One striking feature of this new knowledge-biased labour market is its greater tendency to concentrate economic prosperity in selected locations. In high income countries the loss of industrial employment has been a feature of all major cities and towns, but the knowledge-based service economy has flourished in only a small number of these places. Other once-thriving urban areas are ‘left behind’, struggling to replace their historical economic purpose. As concentrations of skilled workers and high-wage industries in prosperous cities increasingly become the driver of national economic prosperity, geographic divides in education, employment opportunities, political attitudes and cultural values have been thrown into sharp relief.
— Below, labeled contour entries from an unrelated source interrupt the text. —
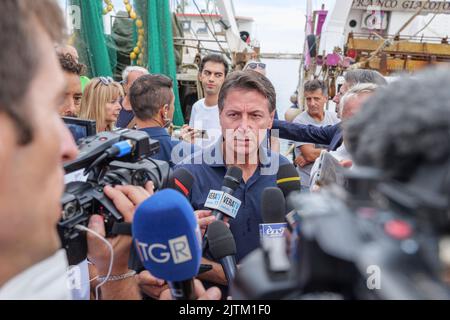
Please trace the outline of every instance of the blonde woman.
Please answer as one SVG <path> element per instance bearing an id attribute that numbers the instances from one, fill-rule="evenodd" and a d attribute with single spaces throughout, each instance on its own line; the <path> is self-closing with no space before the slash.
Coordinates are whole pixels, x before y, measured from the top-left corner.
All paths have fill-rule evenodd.
<path id="1" fill-rule="evenodd" d="M 122 86 L 113 79 L 92 79 L 83 93 L 80 119 L 97 121 L 97 132 L 114 130 L 123 95 Z"/>

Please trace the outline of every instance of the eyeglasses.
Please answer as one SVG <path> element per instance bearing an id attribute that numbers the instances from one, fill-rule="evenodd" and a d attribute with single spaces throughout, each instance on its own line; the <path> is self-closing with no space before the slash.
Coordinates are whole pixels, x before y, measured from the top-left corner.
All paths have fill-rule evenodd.
<path id="1" fill-rule="evenodd" d="M 265 69 L 266 68 L 266 64 L 265 63 L 262 63 L 262 62 L 258 62 L 258 63 L 256 63 L 256 62 L 252 62 L 252 63 L 249 63 L 248 64 L 248 67 L 250 68 L 250 69 L 252 69 L 252 70 L 255 70 L 256 68 L 260 68 L 260 69 Z"/>
<path id="2" fill-rule="evenodd" d="M 105 86 L 109 86 L 111 83 L 114 82 L 114 79 L 111 78 L 111 77 L 99 77 L 98 80 L 99 80 L 99 81 L 98 81 L 97 84 L 95 85 L 94 90 L 97 89 L 97 87 L 98 87 L 98 85 L 99 85 L 100 83 L 103 84 L 103 85 L 105 85 Z"/>

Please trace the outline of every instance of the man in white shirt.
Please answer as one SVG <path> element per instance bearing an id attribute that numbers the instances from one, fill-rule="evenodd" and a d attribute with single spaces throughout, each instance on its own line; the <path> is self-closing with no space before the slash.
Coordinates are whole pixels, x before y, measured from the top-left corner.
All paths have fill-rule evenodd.
<path id="1" fill-rule="evenodd" d="M 340 99 L 339 103 L 339 117 L 342 121 L 348 121 L 356 113 L 358 113 L 368 98 L 377 90 L 378 86 L 373 83 L 361 83 L 357 84 L 348 91 Z M 340 164 L 345 168 L 351 168 L 353 165 L 352 156 L 347 151 L 345 146 L 345 131 L 344 131 L 344 142 L 336 151 L 330 151 L 330 154 L 340 162 Z M 317 184 L 320 160 L 318 159 L 311 169 L 310 177 L 310 191 L 318 191 L 319 186 Z"/>
<path id="2" fill-rule="evenodd" d="M 305 125 L 325 126 L 339 122 L 335 112 L 325 110 L 328 100 L 328 88 L 321 80 L 311 80 L 305 83 L 305 101 L 307 109 L 299 114 L 294 123 Z M 320 152 L 327 146 L 318 146 L 310 143 L 295 144 L 295 164 L 301 179 L 302 190 L 309 190 L 310 171 Z"/>
<path id="3" fill-rule="evenodd" d="M 218 54 L 210 54 L 200 64 L 199 79 L 205 98 L 192 106 L 189 127 L 205 130 L 207 136 L 196 139 L 202 147 L 213 144 L 221 135 L 219 121 L 219 92 L 228 74 L 228 63 Z"/>

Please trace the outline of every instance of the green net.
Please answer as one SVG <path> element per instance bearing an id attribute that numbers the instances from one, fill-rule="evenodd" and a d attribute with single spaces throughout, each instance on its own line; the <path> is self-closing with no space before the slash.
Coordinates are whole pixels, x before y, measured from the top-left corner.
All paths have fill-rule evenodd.
<path id="1" fill-rule="evenodd" d="M 81 9 L 81 28 L 74 32 L 74 45 L 80 61 L 87 65 L 87 76 L 112 76 L 116 64 L 114 41 L 105 36 L 101 0 L 71 0 Z"/>
<path id="2" fill-rule="evenodd" d="M 167 0 L 136 0 L 135 7 L 141 17 L 146 34 L 145 61 L 152 73 L 161 73 L 177 83 L 177 67 L 173 44 L 172 16 Z M 178 86 L 174 86 L 175 113 L 174 124 L 184 124 Z"/>
<path id="3" fill-rule="evenodd" d="M 131 1 L 130 1 L 131 2 Z M 142 65 L 151 73 L 161 73 L 172 78 L 175 93 L 174 124 L 184 124 L 177 85 L 176 56 L 173 42 L 172 15 L 167 0 L 135 0 L 133 10 L 136 19 L 128 12 L 120 11 L 111 19 L 111 35 L 104 31 L 102 0 L 70 0 L 71 5 L 81 9 L 81 28 L 73 34 L 73 44 L 77 47 L 80 61 L 87 66 L 87 76 L 113 76 L 121 80 L 121 73 L 128 65 Z M 142 27 L 137 27 L 137 21 Z M 139 30 L 142 29 L 142 30 Z M 130 53 L 136 49 L 139 32 L 142 42 L 139 59 L 131 60 Z"/>

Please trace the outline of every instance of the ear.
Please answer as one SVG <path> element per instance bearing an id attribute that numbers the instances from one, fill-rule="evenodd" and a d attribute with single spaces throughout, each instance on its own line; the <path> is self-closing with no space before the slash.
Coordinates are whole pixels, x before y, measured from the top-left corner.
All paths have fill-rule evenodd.
<path id="1" fill-rule="evenodd" d="M 11 118 L 4 112 L 0 112 L 0 163 L 6 163 L 7 159 L 11 159 L 12 151 L 17 146 L 17 128 Z"/>

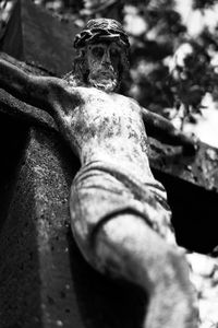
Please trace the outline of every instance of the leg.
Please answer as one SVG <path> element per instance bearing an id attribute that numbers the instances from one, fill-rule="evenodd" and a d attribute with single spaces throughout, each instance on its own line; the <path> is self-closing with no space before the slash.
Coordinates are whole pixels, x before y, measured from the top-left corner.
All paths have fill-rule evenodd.
<path id="1" fill-rule="evenodd" d="M 194 296 L 183 256 L 140 216 L 119 215 L 96 233 L 96 267 L 141 285 L 149 297 L 144 328 L 194 328 Z"/>

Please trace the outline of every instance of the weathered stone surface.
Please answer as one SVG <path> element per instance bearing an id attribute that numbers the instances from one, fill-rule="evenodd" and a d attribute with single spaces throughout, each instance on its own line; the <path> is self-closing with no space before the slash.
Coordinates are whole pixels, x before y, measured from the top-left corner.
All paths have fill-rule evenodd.
<path id="1" fill-rule="evenodd" d="M 68 195 L 77 167 L 60 138 L 31 130 L 0 232 L 1 327 L 140 327 L 138 291 L 96 273 L 73 242 Z"/>
<path id="2" fill-rule="evenodd" d="M 71 70 L 72 40 L 77 32 L 73 23 L 59 22 L 31 0 L 19 0 L 0 49 L 61 75 Z"/>
<path id="3" fill-rule="evenodd" d="M 193 157 L 150 140 L 150 165 L 168 191 L 178 243 L 209 253 L 217 246 L 218 150 L 199 143 Z M 209 154 L 209 155 L 208 155 Z"/>

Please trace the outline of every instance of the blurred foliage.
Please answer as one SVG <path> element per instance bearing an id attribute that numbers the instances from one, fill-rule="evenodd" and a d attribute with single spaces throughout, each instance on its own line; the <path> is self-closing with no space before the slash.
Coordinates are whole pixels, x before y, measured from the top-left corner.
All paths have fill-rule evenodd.
<path id="1" fill-rule="evenodd" d="M 195 122 L 206 93 L 218 101 L 218 25 L 190 35 L 177 5 L 183 0 L 32 1 L 81 27 L 92 17 L 122 21 L 131 42 L 130 77 L 122 91 L 150 110 L 170 116 L 171 109 L 183 108 L 183 117 Z M 191 3 L 192 11 L 204 14 L 217 0 Z"/>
Discontent with this uneven geography of opportunity is manifest in the rise of populist politics across Europe and the United States, challenging the stability of democratic societies.
Our research theme ties together LSE academics who are interested in developing an internationally comparative, cross-disciplinary and multidimensional approach to these issues. We argue for a move away from the neo-classical economics framework which dominates policy-making, towards consideration of market failures and the importance of planning. Other strands will investigate the institutional responses to technological change, such as the failure of education systems to meet the increased demand for high skilled labour and sub-optimal investment in research and development. We will engage quantitative and qualitative researchers to understand both broad economic processes and everyday lived experiences.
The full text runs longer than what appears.